Desde su ventana en lo alto del palacio, Josseran observó las calles oscuras de Shang-tu. Se oía una sola nota dolorosa procedente de un tambor de madera, seguida del sonido más largo y resonante de un gong cuando los vigías del puente daban la hora de la noche.
Se sentía dolorosamente solo. «He viajado más de lo que cien mercaderes pueden llegar a viajar en toda su vida —pensó—, más de lo que nunca esperé ni quise. Ahora mi casa solariega y mis tierras en el Languedoc no son más que un sueño para mí. Muchos de los que en un tiempo me conocieron tienen que haberme olvidado ya. Y aquéllos que me recuerdan sin duda hablan de mí maldiciéndome».
Era siempre durante las horas más oscuras de la noche cuando se amonestaba, cuando juraba que buscaría al sacerdote y obtendría su absolución antes de morir en pecado. Pero cuando amanecía, volvía a encontrar la resolución para afrontar la realidad segura y justa de su propia condenación.

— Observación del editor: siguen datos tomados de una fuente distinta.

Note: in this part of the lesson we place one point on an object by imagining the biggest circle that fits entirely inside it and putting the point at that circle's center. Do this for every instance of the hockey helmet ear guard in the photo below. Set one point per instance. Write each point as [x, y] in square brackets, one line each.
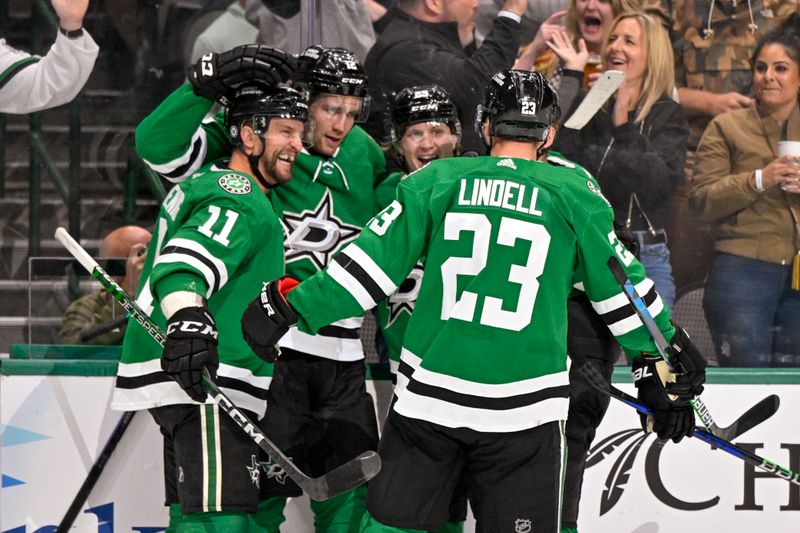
[520, 106]
[256, 104]
[335, 71]
[423, 103]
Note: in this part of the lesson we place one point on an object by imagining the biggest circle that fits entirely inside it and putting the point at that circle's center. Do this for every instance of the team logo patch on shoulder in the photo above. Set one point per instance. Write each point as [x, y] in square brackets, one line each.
[235, 184]
[507, 163]
[590, 184]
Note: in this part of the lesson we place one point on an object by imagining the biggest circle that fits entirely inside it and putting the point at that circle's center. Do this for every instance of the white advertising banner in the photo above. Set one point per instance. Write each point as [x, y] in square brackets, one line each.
[53, 428]
[639, 486]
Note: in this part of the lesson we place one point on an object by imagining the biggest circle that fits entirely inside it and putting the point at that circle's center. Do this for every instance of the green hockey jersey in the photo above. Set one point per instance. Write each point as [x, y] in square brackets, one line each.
[504, 240]
[322, 208]
[216, 235]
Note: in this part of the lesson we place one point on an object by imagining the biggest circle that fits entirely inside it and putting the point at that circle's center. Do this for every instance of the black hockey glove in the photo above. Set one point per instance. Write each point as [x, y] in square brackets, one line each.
[689, 364]
[673, 417]
[191, 346]
[216, 76]
[268, 317]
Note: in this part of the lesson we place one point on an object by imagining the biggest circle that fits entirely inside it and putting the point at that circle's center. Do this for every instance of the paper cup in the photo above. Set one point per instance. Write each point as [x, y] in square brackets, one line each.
[791, 148]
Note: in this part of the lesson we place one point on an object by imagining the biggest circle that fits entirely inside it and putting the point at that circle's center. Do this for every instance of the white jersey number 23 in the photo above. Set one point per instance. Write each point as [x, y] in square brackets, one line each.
[526, 276]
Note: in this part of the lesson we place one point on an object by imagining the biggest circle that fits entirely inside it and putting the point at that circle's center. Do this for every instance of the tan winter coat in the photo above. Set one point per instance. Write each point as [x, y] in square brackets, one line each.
[750, 224]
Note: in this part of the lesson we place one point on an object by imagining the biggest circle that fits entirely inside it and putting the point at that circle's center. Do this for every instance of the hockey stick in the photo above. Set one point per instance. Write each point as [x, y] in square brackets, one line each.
[95, 472]
[596, 380]
[661, 343]
[604, 87]
[341, 479]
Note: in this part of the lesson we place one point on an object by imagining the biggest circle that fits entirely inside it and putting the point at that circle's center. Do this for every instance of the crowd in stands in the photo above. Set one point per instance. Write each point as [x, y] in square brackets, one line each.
[694, 145]
[690, 67]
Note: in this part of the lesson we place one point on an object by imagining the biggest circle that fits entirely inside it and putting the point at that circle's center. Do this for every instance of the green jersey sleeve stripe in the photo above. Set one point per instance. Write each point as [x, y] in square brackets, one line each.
[349, 283]
[372, 269]
[195, 255]
[623, 319]
[15, 69]
[187, 163]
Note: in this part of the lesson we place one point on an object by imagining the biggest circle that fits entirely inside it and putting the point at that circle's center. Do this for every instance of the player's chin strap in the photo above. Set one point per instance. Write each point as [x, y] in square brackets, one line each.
[254, 159]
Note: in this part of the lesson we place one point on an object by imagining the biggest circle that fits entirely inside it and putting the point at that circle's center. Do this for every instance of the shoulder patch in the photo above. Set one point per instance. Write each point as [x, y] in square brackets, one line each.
[507, 163]
[235, 184]
[553, 160]
[590, 184]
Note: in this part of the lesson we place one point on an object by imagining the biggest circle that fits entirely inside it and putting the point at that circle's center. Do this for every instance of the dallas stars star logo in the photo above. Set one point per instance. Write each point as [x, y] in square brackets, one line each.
[403, 299]
[274, 471]
[316, 234]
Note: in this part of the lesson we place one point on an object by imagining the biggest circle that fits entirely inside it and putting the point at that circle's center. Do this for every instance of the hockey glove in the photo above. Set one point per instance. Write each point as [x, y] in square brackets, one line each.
[689, 364]
[673, 417]
[191, 346]
[216, 76]
[268, 318]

Cerró los ojos para dejar fuera los fantasmas.
Y pensó en Jutelún.
Creyó que al dejar de verla todos los días la locura abandonaría su sangre. En cambio se descubría pensando constantemente en ella, y el deseo que despertaba en él no disminuía. «¿Por qué siempre me inspiran lujuria las cosas que me están vedadas?», se preguntaba.
Constantemente lo atormentaba el pensamiento de ella tendida en el desierto, sangrando y mutilada. Tenía que decirse que había sobrevivido a la escaramuza, era la única manera de encontrar algún descanso. ¡Si sólo hubiera alguna manera de saberlo con seguridad!
«Siempre está en mis pensamientos. No puedo olvidarla. Me acongojo por ella cuando la creo muerta, sufro por ella cuando me digo que tiene que estar en alguna parte, allí fuera, viva. Me dejó destrozado como si fuera alguien muy allegado, dolorido como un niño.
»Ahora creo que encontré en ella un espíritu renegado, igual que el mío. Si es una bruja, como dice el sacerdote, ardería alegremente con ella. ¿Realmente vio a mi padre cabalgando a mi lado? ¿Fue sólo una fantasía o vio la redención que no puedo encontrar por mí mismo en la confesión de mis pecados?
»Nunca he conocido y nunca conoceré a una mujer como ella aunque vuelva a estas tierras extrañas y sorprendentes. Y jamás la volveré a ver».
Un dolor profundo envolvió su cuerpo y lo dejó acurrucado y desesperado en el suelo. «Jamás la volveré a ver».
Era la tercera hora del día y una luz dispersa había aparecido en el horizonte del este. Las caracolas de los monasterios de los lamas lanzaban al aire un ruido bronco. Los bonzos se movían por las calles oscuras batiendo gongs de madera para anunciar la llegada del amanecer, exhibiendo cuencos, también de madera, en los que recibían las limosnas.
«Todos los días cumplen con su deber ante su Dios —pensó Josseran—, lo mismo que yo cumplo con mi deber hacia el mío. No piden más.
»En cuanto a mí, sólo pido una cosa. Verla una vez más antes de morir».